The essay “San Guinefort y otras devociones” (1991) by the Venezuelan critic Luis Ángel Duque (b. 1954) is considered a key text on the Venezuelan artist José Antonio Hernández-Diez (b. 1964). It not only provides biographical and critical information that show the importance of this artist, but it is also valuable as historical and anthropological research. Regarding the artist, Duque states that his work Los sueños no duran más de cinco minutos included in the exhibition Expresiones libres (Caracas, Galería de Arte Nacional, 1988) was Hernández-Diez debut in the public art scene. In Duque’s opinion, this was the launch of “the most unusual, inventive Venezuelan artist of the last decade.”

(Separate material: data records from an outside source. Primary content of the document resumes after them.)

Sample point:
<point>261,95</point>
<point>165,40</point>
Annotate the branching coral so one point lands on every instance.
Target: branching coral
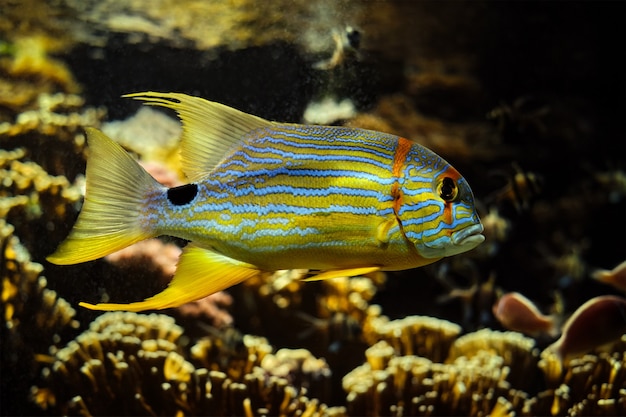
<point>133,363</point>
<point>414,335</point>
<point>35,318</point>
<point>414,385</point>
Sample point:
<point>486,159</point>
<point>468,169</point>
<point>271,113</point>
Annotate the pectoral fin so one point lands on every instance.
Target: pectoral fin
<point>336,273</point>
<point>200,273</point>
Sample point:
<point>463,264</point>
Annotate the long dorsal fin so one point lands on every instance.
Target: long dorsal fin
<point>210,130</point>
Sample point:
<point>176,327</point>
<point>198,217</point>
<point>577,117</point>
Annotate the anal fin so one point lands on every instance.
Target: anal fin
<point>200,273</point>
<point>348,272</point>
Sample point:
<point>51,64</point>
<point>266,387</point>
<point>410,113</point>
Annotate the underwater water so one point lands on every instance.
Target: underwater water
<point>527,101</point>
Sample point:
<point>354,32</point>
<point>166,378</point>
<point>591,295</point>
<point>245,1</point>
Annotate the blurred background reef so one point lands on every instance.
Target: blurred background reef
<point>527,100</point>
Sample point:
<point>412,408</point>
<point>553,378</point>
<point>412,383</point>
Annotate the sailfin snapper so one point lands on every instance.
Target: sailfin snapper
<point>265,196</point>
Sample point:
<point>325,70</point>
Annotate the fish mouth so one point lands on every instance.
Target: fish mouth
<point>469,237</point>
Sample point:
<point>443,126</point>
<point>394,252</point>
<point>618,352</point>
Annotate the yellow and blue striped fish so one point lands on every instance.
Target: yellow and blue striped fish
<point>265,196</point>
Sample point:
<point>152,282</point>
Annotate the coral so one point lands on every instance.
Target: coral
<point>212,308</point>
<point>132,363</point>
<point>414,385</point>
<point>35,318</point>
<point>414,335</point>
<point>592,384</point>
<point>155,137</point>
<point>517,351</point>
<point>33,200</point>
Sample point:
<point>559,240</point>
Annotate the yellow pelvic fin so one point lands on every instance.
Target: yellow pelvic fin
<point>200,273</point>
<point>336,273</point>
<point>210,130</point>
<point>111,213</point>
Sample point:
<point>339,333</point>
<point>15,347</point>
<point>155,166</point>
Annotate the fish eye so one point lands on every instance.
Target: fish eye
<point>447,189</point>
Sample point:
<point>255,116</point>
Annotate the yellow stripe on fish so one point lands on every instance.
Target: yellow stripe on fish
<point>266,196</point>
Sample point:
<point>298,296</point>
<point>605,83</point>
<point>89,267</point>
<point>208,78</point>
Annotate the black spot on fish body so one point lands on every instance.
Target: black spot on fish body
<point>179,196</point>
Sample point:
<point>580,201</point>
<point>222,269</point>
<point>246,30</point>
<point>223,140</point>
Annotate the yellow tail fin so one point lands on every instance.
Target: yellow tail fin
<point>200,273</point>
<point>110,217</point>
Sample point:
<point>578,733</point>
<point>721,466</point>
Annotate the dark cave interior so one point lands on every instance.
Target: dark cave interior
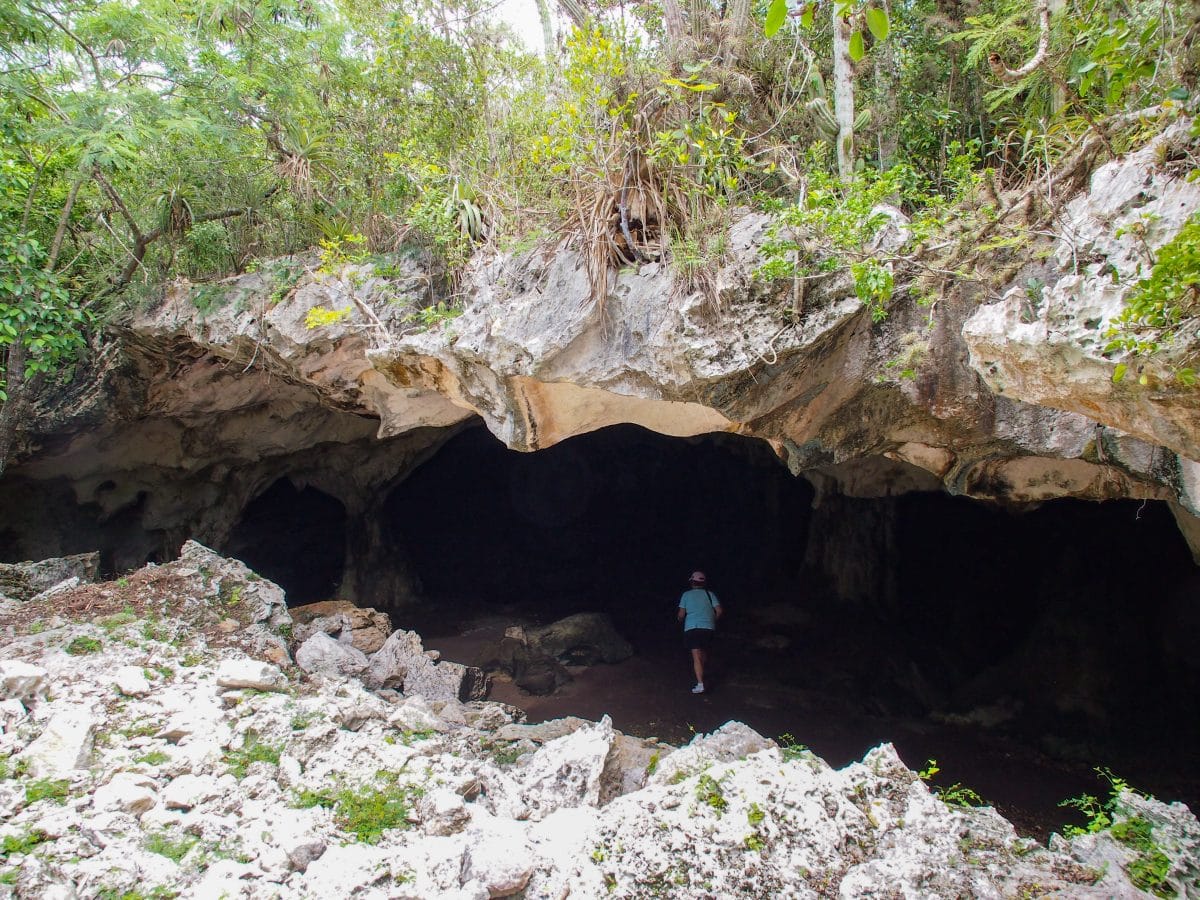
<point>1069,628</point>
<point>1074,616</point>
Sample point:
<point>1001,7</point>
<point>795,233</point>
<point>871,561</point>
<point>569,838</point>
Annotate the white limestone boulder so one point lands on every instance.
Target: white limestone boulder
<point>245,672</point>
<point>322,654</point>
<point>64,747</point>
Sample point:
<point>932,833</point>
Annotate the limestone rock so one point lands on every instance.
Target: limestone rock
<point>401,663</point>
<point>364,629</point>
<point>499,858</point>
<point>23,581</point>
<point>321,653</point>
<point>189,791</point>
<point>64,747</point>
<point>1048,348</point>
<point>732,741</point>
<point>131,681</point>
<point>55,589</point>
<point>581,640</point>
<point>567,771</point>
<point>443,811</point>
<point>251,673</point>
<point>22,681</point>
<point>12,713</point>
<point>129,792</point>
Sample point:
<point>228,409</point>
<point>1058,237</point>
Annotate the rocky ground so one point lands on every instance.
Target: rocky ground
<point>159,741</point>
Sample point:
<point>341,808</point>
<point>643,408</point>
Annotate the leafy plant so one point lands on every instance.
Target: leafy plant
<point>1163,306</point>
<point>252,750</point>
<point>82,646</point>
<point>47,790</point>
<point>165,845</point>
<point>23,843</point>
<point>321,317</point>
<point>369,810</point>
<point>708,791</point>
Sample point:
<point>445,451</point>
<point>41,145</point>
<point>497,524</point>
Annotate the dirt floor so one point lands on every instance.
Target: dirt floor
<point>649,696</point>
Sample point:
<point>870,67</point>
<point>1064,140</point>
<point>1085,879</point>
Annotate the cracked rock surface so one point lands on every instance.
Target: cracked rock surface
<point>235,773</point>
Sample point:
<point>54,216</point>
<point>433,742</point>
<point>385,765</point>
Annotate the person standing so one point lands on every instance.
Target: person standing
<point>699,612</point>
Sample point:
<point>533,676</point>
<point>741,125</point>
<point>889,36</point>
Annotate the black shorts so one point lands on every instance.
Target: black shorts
<point>697,639</point>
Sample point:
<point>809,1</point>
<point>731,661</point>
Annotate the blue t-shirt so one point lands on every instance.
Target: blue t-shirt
<point>697,609</point>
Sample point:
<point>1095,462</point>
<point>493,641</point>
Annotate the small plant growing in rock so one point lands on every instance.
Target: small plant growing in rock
<point>163,845</point>
<point>252,750</point>
<point>791,748</point>
<point>369,810</point>
<point>82,646</point>
<point>119,619</point>
<point>653,765</point>
<point>23,843</point>
<point>708,791</point>
<point>1150,867</point>
<point>47,790</point>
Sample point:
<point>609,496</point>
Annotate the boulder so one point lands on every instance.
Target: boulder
<point>131,681</point>
<point>365,629</point>
<point>24,581</point>
<point>499,858</point>
<point>189,791</point>
<point>22,681</point>
<point>582,640</point>
<point>532,670</point>
<point>567,771</point>
<point>732,741</point>
<point>321,653</point>
<point>402,664</point>
<point>443,811</point>
<point>64,747</point>
<point>129,792</point>
<point>251,673</point>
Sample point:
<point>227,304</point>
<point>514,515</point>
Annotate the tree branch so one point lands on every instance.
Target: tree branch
<point>1039,57</point>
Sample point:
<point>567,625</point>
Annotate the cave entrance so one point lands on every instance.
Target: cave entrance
<point>1019,647</point>
<point>611,521</point>
<point>294,537</point>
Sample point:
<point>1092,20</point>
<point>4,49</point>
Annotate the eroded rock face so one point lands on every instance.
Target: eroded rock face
<point>197,414</point>
<point>325,789</point>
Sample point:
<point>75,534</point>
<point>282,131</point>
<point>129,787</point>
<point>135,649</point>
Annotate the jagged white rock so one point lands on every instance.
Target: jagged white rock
<point>322,653</point>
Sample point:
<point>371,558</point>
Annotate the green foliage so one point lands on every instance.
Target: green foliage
<point>22,843</point>
<point>709,792</point>
<point>35,307</point>
<point>82,646</point>
<point>47,790</point>
<point>953,796</point>
<point>432,316</point>
<point>319,317</point>
<point>1164,305</point>
<point>166,845</point>
<point>791,748</point>
<point>367,810</point>
<point>252,750</point>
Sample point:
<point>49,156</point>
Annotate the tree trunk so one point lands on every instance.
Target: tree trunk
<point>15,407</point>
<point>887,114</point>
<point>547,30</point>
<point>843,94</point>
<point>673,23</point>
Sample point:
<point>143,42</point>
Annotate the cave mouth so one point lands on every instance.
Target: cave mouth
<point>294,537</point>
<point>1060,635</point>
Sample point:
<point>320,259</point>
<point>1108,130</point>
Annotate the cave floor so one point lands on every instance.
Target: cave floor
<point>649,696</point>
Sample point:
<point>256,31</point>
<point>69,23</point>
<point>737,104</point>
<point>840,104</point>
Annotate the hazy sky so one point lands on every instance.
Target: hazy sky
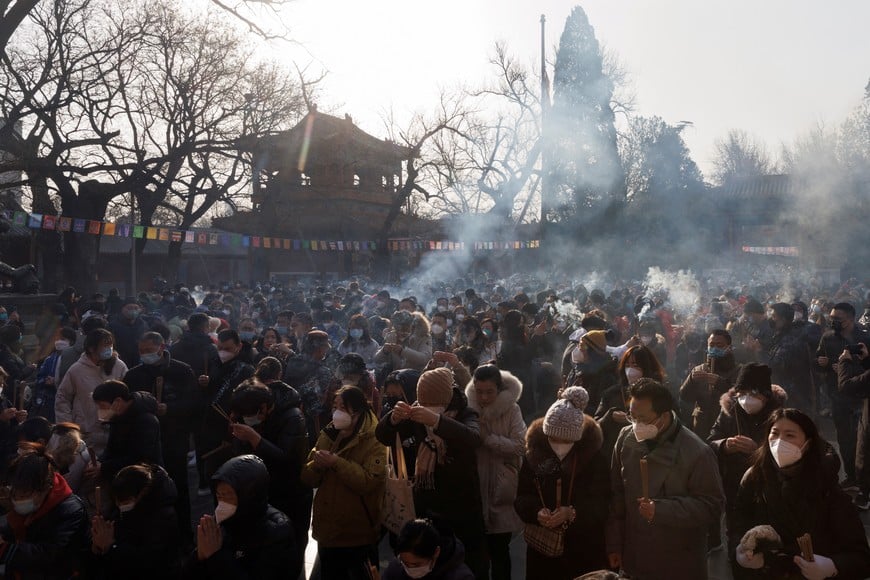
<point>772,67</point>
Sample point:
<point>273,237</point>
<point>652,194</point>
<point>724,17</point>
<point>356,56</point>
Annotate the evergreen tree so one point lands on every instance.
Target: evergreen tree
<point>584,174</point>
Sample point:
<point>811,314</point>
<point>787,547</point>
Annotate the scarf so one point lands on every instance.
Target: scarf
<point>433,451</point>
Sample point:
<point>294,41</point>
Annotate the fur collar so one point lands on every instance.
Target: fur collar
<point>538,447</point>
<point>505,400</point>
<point>728,400</point>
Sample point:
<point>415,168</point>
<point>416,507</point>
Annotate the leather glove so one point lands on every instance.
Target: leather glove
<point>820,569</point>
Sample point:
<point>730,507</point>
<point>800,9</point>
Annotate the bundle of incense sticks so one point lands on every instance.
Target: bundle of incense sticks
<point>805,543</point>
<point>644,477</point>
<point>220,411</point>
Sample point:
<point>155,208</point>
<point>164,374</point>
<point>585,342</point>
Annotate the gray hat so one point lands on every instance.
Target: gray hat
<point>564,418</point>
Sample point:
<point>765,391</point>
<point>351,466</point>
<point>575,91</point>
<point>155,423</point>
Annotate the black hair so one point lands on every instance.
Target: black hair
<point>198,322</point>
<point>659,395</point>
<point>131,481</point>
<point>33,471</point>
<point>249,397</point>
<point>229,334</point>
<point>420,538</point>
<point>723,333</point>
<point>489,372</point>
<point>269,368</point>
<point>108,391</point>
<point>845,307</point>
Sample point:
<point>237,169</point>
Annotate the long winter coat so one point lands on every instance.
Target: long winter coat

From an anthropological and historical perspective, Duque gives us an excellent, detailed account of the different versions of the legend of Saint Guinefort. This background helps enrich the reading of the exhibition as a design for a “new Christian iconography.” Moreover, the essay precisely defines a historical moment in contemporary Venezuelan when significant changes took place in the aesthetic trends—identified by Duque in the late 1980s. The writer states that 1988 was a year of transition and confusion in Venezuelan art, when the work that proliferated included ethnographic installations such as those seen at the Bienal de La Habana. Also typical of that time were creations that were “frank parodies” of the painting that had “ruled” since the early 1980s. The critic identifies Hernández-Diez as one of a group of artists that appeared with new approaches, using installation and multimedia as direct media through which to express their ideas. Stating that “There was a unanimous feeling that the historical time for Expressionist painting had expired (…),” Duque recognizes them as a generation of “Neo-Conceptual artists.” The distinguished artists in this group were: José Gabriel Fernández (b. 1957), Oscar León Jiménez (1969–90), Alí González (b. 1962), Sammy Cucher (b. 1958), as well as Hernández-Diez, himself.
This text is reproduced in the Guía Catálogo/Guía de Estudio No 136. Exposición CCS-10. Arte venezolano actual. (Caracas: Fundación Galería de Arte Nacional, 1993). In the catalogue version, the writer adds an “Appendix” in which he links the video Sagrado Corazón, which was part of the exhibition San Guinefort y otras devociones, to the work Sagrado Corazón – Activo, shown by the artist in El espíritu de los tiempos at the Ateneo de Caracas between September and October 1991.